Sejenak, Sera kembali menatap kedua pria di depannya dengan seksama.
"Kami akan memberikan kompensasi yang setimpal, asalkan Anda tidak melaporkan Tuan Gamma kepada pihak yang berwajib dan membawa perkara ini ke jalur hukum," jelas William lagi.
Sera gegas mencermati kata perkata dalam barisan kalimat itu dengan seksama. Dahinya terus berkerut dari awal kalimat hingga akhir paragraf. Dalam perjanjian itu, tertulis Sera sebagai pihak terkait yang bersedia untuk tidak menggugat Gamma, dan mereka akan memberikan kompensasi uang senilai 800 juta.
Bagaimana bisa kedua pria itu berpikir seperti ini? Dasar laki-laki pengecut! Mau berbuat, tapi enggan bertanggung jawab! Kedua tangan perempuan itu mencengkeram bendelan kertas itu dengan kuat. Menahan emosi yang sejak tadi mengganggu suasana hatinya.
Bahkan, bisa Gamma lihat dengan jelas Sera membuka matanya lebar-lebar. Perempuan itu lantas menggeleng dengan cepat dan menatap ke arahnya dan William.
"Apa-apaan ini?!" murkanya seraya melemparkan kembali bendelan kertas itu di meja. Hal itu membuat William sedikit terlonjak kaget, bahkan Gamma sampai menegakkan tubuhnya.
“Apa maksud Nona Sera kompensasi tersebut masih kurang? Coba dipertimbangkan kembali, saya rasa uang 800 juta sudah lebih dari cukup membayar apartemen dan biaya hidup Anda selama beberapa waktu ke depan,”ujar William mencoba bernegosiasi.

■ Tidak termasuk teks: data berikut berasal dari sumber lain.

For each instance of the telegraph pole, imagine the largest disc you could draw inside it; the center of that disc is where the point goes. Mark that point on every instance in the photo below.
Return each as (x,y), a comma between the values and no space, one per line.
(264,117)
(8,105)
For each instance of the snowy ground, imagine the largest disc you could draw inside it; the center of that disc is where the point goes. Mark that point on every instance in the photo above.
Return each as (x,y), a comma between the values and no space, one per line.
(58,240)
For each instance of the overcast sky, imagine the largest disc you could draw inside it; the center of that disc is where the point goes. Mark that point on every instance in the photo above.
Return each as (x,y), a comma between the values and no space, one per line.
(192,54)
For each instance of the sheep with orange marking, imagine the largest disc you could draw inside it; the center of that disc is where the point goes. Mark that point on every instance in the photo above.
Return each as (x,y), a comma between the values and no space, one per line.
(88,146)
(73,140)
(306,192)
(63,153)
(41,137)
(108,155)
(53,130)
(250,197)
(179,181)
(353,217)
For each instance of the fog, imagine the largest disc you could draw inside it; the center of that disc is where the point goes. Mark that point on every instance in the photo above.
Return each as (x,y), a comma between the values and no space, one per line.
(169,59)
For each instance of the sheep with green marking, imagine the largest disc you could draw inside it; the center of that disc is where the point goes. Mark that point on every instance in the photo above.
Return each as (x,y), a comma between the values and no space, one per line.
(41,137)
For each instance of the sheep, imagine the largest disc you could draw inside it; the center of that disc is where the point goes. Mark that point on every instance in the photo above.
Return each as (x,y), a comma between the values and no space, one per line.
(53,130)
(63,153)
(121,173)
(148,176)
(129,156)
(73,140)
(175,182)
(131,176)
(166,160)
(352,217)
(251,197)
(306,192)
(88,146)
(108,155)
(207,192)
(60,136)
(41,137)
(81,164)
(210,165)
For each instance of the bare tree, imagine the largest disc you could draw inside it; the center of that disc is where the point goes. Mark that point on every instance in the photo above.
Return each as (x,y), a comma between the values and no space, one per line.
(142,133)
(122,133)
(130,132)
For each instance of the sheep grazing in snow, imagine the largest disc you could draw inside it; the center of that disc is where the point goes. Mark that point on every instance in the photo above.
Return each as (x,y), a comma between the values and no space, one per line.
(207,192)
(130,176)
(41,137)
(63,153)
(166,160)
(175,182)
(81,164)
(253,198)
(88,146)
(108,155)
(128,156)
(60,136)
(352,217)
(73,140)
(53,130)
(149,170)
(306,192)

Sementara Sera, dia justru menghela napas kasar. Dadanya sudah bergemuruh penuh dengan amarah, juga menahan rasa mual yang sejak tadi menyerang. Bukan masalah jumlah uang yang kurang, bahkan Sera tidak berharap Gamma membayarnya sepeser pun. Yang sera harapkan adalah pertanggung jawaban dari Gamma sebagai seseorang yang telah melakukan kesalahan.
Mereka pikir uang bisa menyelesaikan segalanya? Lalu jika mereka mengetahui janin dalam perutnya, mereka juga bisa menyelesaikannya dengan uang begitu saja?

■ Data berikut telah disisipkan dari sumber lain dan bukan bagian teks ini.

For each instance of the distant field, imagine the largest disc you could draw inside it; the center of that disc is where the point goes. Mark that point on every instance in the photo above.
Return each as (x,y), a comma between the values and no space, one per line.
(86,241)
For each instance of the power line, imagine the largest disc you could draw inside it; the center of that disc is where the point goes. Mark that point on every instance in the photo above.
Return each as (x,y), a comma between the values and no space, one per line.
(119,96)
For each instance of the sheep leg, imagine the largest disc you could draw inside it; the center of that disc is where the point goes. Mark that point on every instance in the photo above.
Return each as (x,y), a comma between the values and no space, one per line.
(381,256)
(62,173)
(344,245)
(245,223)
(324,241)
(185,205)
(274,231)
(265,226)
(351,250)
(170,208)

Memang tidak punya perasaan."Kalian pikir harga diri seseorang bisa diganti dengan uang senilai 800 juta?" desis Sera. Perempuan itu kini bangkit berdiri dengan mata yang nyalang.

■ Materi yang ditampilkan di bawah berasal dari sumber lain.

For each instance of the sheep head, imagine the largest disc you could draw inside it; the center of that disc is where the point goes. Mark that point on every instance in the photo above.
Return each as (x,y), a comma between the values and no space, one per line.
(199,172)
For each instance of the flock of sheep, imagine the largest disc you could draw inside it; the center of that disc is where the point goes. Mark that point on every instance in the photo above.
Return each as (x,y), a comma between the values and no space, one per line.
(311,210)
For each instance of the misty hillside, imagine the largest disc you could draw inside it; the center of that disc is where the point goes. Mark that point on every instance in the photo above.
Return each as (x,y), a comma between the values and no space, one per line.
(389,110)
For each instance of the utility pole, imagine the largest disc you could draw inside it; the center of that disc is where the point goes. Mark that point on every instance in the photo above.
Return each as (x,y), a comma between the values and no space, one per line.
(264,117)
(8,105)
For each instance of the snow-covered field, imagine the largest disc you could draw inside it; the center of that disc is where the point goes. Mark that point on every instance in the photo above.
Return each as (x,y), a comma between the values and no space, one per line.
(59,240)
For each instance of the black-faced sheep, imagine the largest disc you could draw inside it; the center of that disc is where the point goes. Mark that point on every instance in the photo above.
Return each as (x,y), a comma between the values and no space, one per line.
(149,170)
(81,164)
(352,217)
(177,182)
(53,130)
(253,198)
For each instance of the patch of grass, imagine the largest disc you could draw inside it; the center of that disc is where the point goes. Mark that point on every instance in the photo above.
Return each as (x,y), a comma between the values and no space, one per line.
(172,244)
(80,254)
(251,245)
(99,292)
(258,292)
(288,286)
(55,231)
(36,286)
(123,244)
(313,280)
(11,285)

Mendengar jawaban Sera, kedua pria itu saling melempar tatapan. Namun, kini giliran Gamma yang angkat bicara. "Ya, Kurasa uangku bahkan terlalu banyak untuk membeli harga dirimu!"
“Jaga bicaramu! Harga diriku tak bisa kau nilai dengan uang itu!”
Oh, ayolah! Rasanya ia ingin menampar pria itu kencang-kencang, atau menghantam mulutnya agar tak bicara sesuka hati. Tetapi, saat Serra semakin menatap kedua netra Gamma rasa kesalnya justru berubah dorongan untuk memeluk tubuh kekarnya.
Apakah janin dalam perutnya itu tahu kedatangan sang ayah?
Namun, Sera menahan keinginan tak masuk akal itu.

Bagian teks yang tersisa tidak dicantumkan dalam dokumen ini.